Anti-abortion "Ambulance"

For ten years, the psychiatrist Jesus Poveda has regularly come with his team of "rescuers" in front of the Dator clinic in Madrid, one of the largest in the country for abortions, in order to dissuade women from having abortions.

Members of '40 dias por la vida' (40 days for life), an international anti-abortion organization that campaigns against abortion through prayer, with signs reading 'We pray for you and your baby' outside the clinic in private abortion Dator in Madrid on March 5, 2022 OSCAR DEL POZO AFP

“Interpelling directly” the patients, he offers them to get into his “ambulance”, a small van equipped with an ultrasound machine in order to “show them that it is a living being”, explains this professor at the Autonomous University of Madrid .

Demonstrations that a bill currently aims to penalize, by qualifying them as "harassment".

This text, of which the Socialists of Prime Minister Pedro Sanchez are at the origin, was adopted at the beginning of February in first reading by the Chamber of Deputies.

Nothing to discourage Dr. Poveda.

"We will continue to come", he assures, saying he is determined to "bypass the law" if it is definitively adopted.

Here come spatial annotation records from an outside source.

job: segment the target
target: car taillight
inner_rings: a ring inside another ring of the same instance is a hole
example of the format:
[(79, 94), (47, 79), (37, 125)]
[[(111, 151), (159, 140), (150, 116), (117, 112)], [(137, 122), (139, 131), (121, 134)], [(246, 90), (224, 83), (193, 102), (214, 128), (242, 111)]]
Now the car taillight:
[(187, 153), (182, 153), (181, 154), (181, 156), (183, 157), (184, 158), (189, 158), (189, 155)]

Sign that the anti-abortion movements are very active, the Association of Catholic Propagandists (ACdP) deployed 260 panels in January in 33 cities, and in particular in the Madrid metro, with the slogan "Pray in front of a clinic that practices abortion is great.

Parental authorization for minors

Abortion was decriminalized in Spain in 1985 but for three reasons only: rape, "serious risk" for the woman and fetal malformation.

A van equipped with an ultrasound machine from '40 dias por la vida' (40 Days for Life), an international anti-abortion organization that campaigns against abortion through prayer, is parked outside the private abortion clinic Dator in Madrid on March 5, 2022 OSCAR DEL POZO AFP

It was not until 2010 that this country with a strong Catholic tradition legalized abortion without medical justification up to the 14th week of pregnancy.

In 2015, the right, then in power, wanted to return to the 1985 law. Finally, backpedaling in the face of outcry, in a country often at the forefront of feminism, it had nevertheless reformed the legislation to oblige minors 16 and 17 years old to provide parental consent.

An obligation - existing in most European countries with the exception of France, Germany and the United Kingdom - that the Spanish executive now wants to repeal.

The law allows "these young people (...) to freely decide to undergo an operation" of another type involving a vital risk, "but the consent of their parents is required" for abortion, said indignant at the end of February the Minister for Equality, Irene Montero.

For her part, Marta Vigara hopes that "things will change" because "when you are sent back" to an abortion clinic, "you feel stigmatized, as if you had done something wrong (...) I felt felt guilty and miserable".